Leahey proved there is more to calling a game than regurgitating stats and spouting cliches. A voracious reader, he brought a command of the English language and storytelling that are hallmarks of announcers who have now, sadly, mostly passed.
Consultants may argue otherwise. I’ve sat in some of those meetings. It’s 9:15 and never quarter after the hour of 9 o’clock.
Always use active voice even if a passive voice is able to create more emotion. Never speak above the supposed intelligence of your listeners; dumb it down.
To some, Leahey is Hawaii’s Harry Carry or Jack Buck.
Perhaps a better comparison is to Chick Hearn, the Lakers’ cheerleader and critic. Leahey has never hidden his passion for all things UH, nor have the name changes, uniforms, coaching moves or the disrepair of upper campus escaped his wrath.
This is not to say Oceanic will have suffered upon Leahey a great injustice if it doesn’t decide to lengthen his distinguished career. Change is always difficult and always necessary.

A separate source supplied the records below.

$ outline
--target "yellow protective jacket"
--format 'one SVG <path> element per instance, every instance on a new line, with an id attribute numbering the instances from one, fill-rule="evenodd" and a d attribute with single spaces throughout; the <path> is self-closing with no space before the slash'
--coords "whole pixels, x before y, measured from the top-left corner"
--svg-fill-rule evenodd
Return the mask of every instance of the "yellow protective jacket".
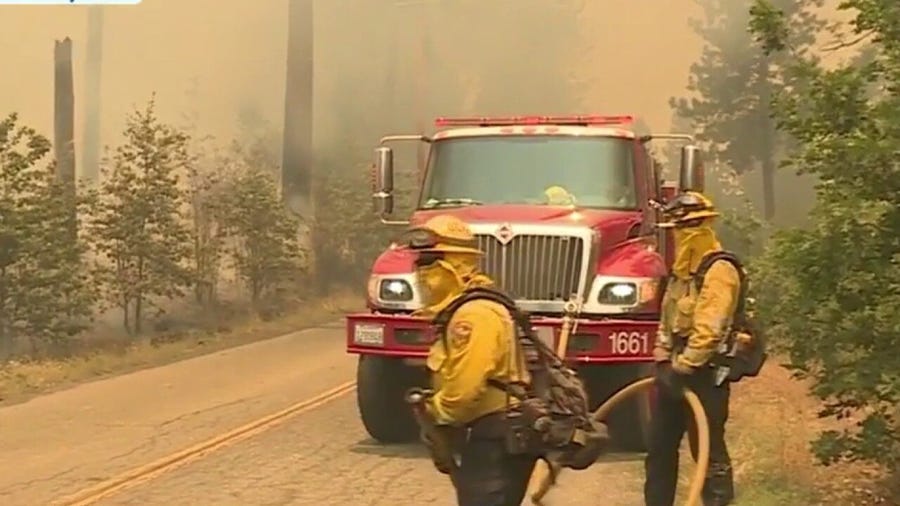
<path id="1" fill-rule="evenodd" d="M 446 339 L 431 346 L 427 365 L 435 391 L 427 409 L 438 424 L 462 426 L 505 410 L 506 393 L 489 386 L 488 379 L 531 380 L 509 311 L 489 300 L 472 300 L 456 310 Z"/>
<path id="2" fill-rule="evenodd" d="M 657 357 L 665 354 L 691 367 L 706 364 L 731 328 L 740 284 L 737 269 L 725 260 L 710 266 L 699 290 L 693 279 L 670 279 L 663 294 Z M 672 357 L 676 338 L 687 338 L 687 343 L 678 357 Z"/>

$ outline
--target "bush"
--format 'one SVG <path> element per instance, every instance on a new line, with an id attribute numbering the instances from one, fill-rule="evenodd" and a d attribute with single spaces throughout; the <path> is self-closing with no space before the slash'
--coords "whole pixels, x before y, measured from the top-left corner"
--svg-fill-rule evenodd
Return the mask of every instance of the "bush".
<path id="1" fill-rule="evenodd" d="M 16 114 L 0 121 L 0 359 L 20 340 L 37 355 L 90 323 L 92 280 L 72 235 L 77 203 L 45 162 L 49 151 Z"/>
<path id="2" fill-rule="evenodd" d="M 19 342 L 32 356 L 43 343 L 66 350 L 107 308 L 141 334 L 148 309 L 164 313 L 191 287 L 214 309 L 224 267 L 258 311 L 308 284 L 262 138 L 212 152 L 211 139 L 162 122 L 154 97 L 124 136 L 99 185 L 74 198 L 43 163 L 50 142 L 15 114 L 0 121 L 0 359 Z"/>
<path id="3" fill-rule="evenodd" d="M 856 10 L 848 31 L 870 41 L 867 60 L 826 70 L 791 52 L 780 11 L 753 7 L 765 50 L 790 56 L 773 108 L 796 140 L 786 166 L 822 181 L 810 226 L 766 249 L 760 309 L 792 368 L 813 379 L 821 415 L 856 422 L 822 434 L 822 462 L 867 460 L 900 476 L 900 10 L 841 9 Z"/>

Most seem to agree that his son Kanoa is most likely to take over at least some of the broadcasting. Regardless of family succession, Kanoa has proven his talent and the ability to handle the added responsibility.
What the senior Leahey may do if not hired by OC-16 is anyone’s guess. Perhaps he’ll finally train that nasty little mutt he and Kanoa keep chained outside their PBS set. Vicious little bugger he is. But if we may ask one request before he goes, write it down.
Perhaps no one has had a better view of UH athletics over the years than he, and it would be a disservice not to share his insight into sports, politics and perhaps a little poetry thrown in for amusement.
While this is hardly a eulogy, if he broadcasts no more, we can easily say congratulations on a job well done.
To quote another word-smith of note:
For when the One Great Scorer comes to mark against your name, He writes – not that you won or lost – but how you played the Game.
Kimo has played it well.
Call it the first nail in the FBS coffin.
Last week Big Ten members discussed an idea that would take a portion of their TV money and put it toward paying athletes a stipend to cover incidental costs such as travel, clothes and laundry.
Current scholarships cover room, board and tuition which, according to studies, is between $2,000 and $5,000 a year less than the entire cost of attending college.
The cost of such a program could add up to $500,000 to an athletic department’s budget for just football and men’s basketball, which are likely the only athletes to benefit from such a plan.
Big Ten commissioner Jim Delany has thrown the gauntlet down on smaller schools, basically saying keep up or get out.
“How do we get back more toward the collegiate model and a regulatory system that is based more on student-athlete welfare than it is on a level playing field, where everything is about a cost issue and whether or not everybody can afford to do everything everybody else can do?” questioned the commish.
In 1973 the NCAA split its ranks into three divisions, and five years later the top tier was further divided into 1 and 1A.
The time for another split is coming, and the NCAA can do nothing about it.
The BCS was created for the sole purpose of maintaining a level of power and exclusion.
Faced with possible lawsuits and congressional inquiry, the Big Six conferences and Notre Dame are searching for ways to protect their monopoly.
They may have just found it.
Implementing such a spending plan would require a majority vote of D-1 members, and the big boys just don’t have the votes, which is to their benefit.
Without the support of the other D-1 members, the Six can claim unfair practices of their own as the reason for either exiting the NCAA or forcing it to create a top tier division made up of just the biggest and best.
Of course, they will have some Title IX issues to work out, but there are enough lawyers and accountants in Ann Arbor, Chicago and Columbus to find a way around that problem and to further reduce the importance of a college education.